J. Robert Oppenheimer is an American hero, flawed like most, resolute when it mattered. The Father of the Atomic Bomb saved countless US Marines, sailors and airmen when his work forced Imperial Japan to surrender short of an amphibious attack on Tokyo. (That would have made Iwo Jima look like a tea party.) His epochal military accomplishment makes Oppenheimer a key figure in world history, with a gigantic life story that includes Einstein, Truman, LBJ and more famous physicists than you can count on five hands.
Christopher Nolan’s Oppenheimer is largely up to the freighted task of vivifying this complex and epochal story. The movie’s one-sided presentation of the ethics of the Bomb somewhat lessens the power of Nolan’s latest magnum opus.
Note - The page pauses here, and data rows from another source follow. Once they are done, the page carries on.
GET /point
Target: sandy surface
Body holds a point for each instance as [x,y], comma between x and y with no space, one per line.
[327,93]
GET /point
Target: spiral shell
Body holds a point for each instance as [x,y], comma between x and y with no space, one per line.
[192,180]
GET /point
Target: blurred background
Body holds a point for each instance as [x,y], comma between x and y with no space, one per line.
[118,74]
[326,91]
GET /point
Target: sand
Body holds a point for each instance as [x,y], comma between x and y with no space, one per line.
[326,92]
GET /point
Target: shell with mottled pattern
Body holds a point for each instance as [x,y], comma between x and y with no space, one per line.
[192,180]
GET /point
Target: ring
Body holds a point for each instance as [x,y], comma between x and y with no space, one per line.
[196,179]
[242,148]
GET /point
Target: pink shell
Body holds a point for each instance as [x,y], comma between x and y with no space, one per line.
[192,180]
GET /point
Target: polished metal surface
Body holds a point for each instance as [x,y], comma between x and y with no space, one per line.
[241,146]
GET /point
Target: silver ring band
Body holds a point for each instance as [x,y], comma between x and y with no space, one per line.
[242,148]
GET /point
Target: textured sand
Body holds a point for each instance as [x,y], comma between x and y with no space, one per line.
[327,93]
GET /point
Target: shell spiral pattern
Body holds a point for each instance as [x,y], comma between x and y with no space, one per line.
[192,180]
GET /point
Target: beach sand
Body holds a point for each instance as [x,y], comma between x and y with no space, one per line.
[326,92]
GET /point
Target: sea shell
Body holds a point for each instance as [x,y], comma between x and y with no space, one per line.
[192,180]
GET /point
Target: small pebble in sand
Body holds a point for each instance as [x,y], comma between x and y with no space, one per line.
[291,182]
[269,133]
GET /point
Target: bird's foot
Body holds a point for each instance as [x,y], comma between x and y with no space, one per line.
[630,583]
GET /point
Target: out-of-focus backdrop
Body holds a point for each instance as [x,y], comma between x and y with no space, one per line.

Yet, Oppenheimer is an important movie when those had long since seemed extinct.
Through three well-paced hours, Oppenheimer casts a knowing eye on Lefty politics, a fraternity of geniuses, nuclear physics, sexy promiscuity, and national security during World War II and the early Cold War. Plus there’s more, including alcoholism and anti-Semitism. This is compelling history turned up to 11.
Spanning the 1930s, 40s, 50s and even a flash of the 60s, Nolan weaves his story sinuously back and forth in time, while also introducing dozens of characters, many in little more than cameos. That often makes it hard to follow, even when familiar with this period of American history and its roster of Great Physicists.
Speaking of which, the Great Physicists comprise over two dozen of those characters. Starting with Oppenheimer himself, the movie features Edward Teller, Ernest Lawrence of Lawrence Livermore Lab fame, Niels Bohr, Vannevar Bush, Richard Feynman, Enrico Fermi, Werner Heisenberg and Kurt Gödel, not to mention the godfather of them all, the OG’s OG – Albert Einstein. The immortal Einstein has a significant role in the movie, a depiction that made me love him all the more. (More than infinity?)
The movie’s notable leftward slant fetishizes Japanese casualties of the Bomb while essentially ignoring American casualties of the cataclysmic Pacific War. Indeed, concurrent with the Manhattan Project, the Marines fought the most horrific warfare in the history of warfare on Okinawa, Iwo Jima and more, while the U.S. Navy waged monumental warfare at the battles of Midway, Guadalcanal and more. And yet, the Bomb’s life-saving benefit for those fellow Americans is only elliptically mentioned in Nolan’s movie.
Harry Truman said it best, as he often did. “Don’t let that crybaby back in here”, this after Oppenheimer visited with him and the Secretary of War in the Oval Office. Oppy took the opportunity to opine that we should share The Bomb with Stalin, still our putative ally immediately following the Allies’ WWII victory.
“Don’t let that crybaby back in here”, said the President as Oppenheimer was led out. Truman was right and yet this neurotic New Yorker came through for America when only he could. He deserves his great acclaim.
The huge cast of big-name actors play almost 50 roles of real-life people who have Wikipedia pages dedicated to them, many Nobel Prize winners included. The performances are great across the board, with leading-man Cillian Murphy killing it as Oppenheimer.
Oppenheimer is a monumentally accomplished film by the great auteur Christopher Nolan: every line freighted, with scenes routinely recalled and then redounding in surprising and often confounding ways.
Not great is that the film is morally manipulative, even ethically infantile. It pities only the civilian victims of the Bomb, not the much greater number of Japanese civilians killed by non-nuclear bombing, nor, especially, the vast number of Americans and Allies fighting and dying in the Pacific War.
That said, where does it rank in the Nolan oeuvre? Just below Inception.
So much reality to comment on, just not now.
However, here is a relevant observation from my review of Hacksaw Ridge: Okinawa made the atomic bomb a reasonable alternative to invasion. Why? Because the Americans incurred unfathomable losses taking this outlying island: 12,520 killed in action, 55,162 wounded and 26,000 psychiatric casualties. But the Japanese took it much worse, with over 100,000 killed. Invading the home islands would have been an order of magnitude more bloody, so why do it when there was an alternative.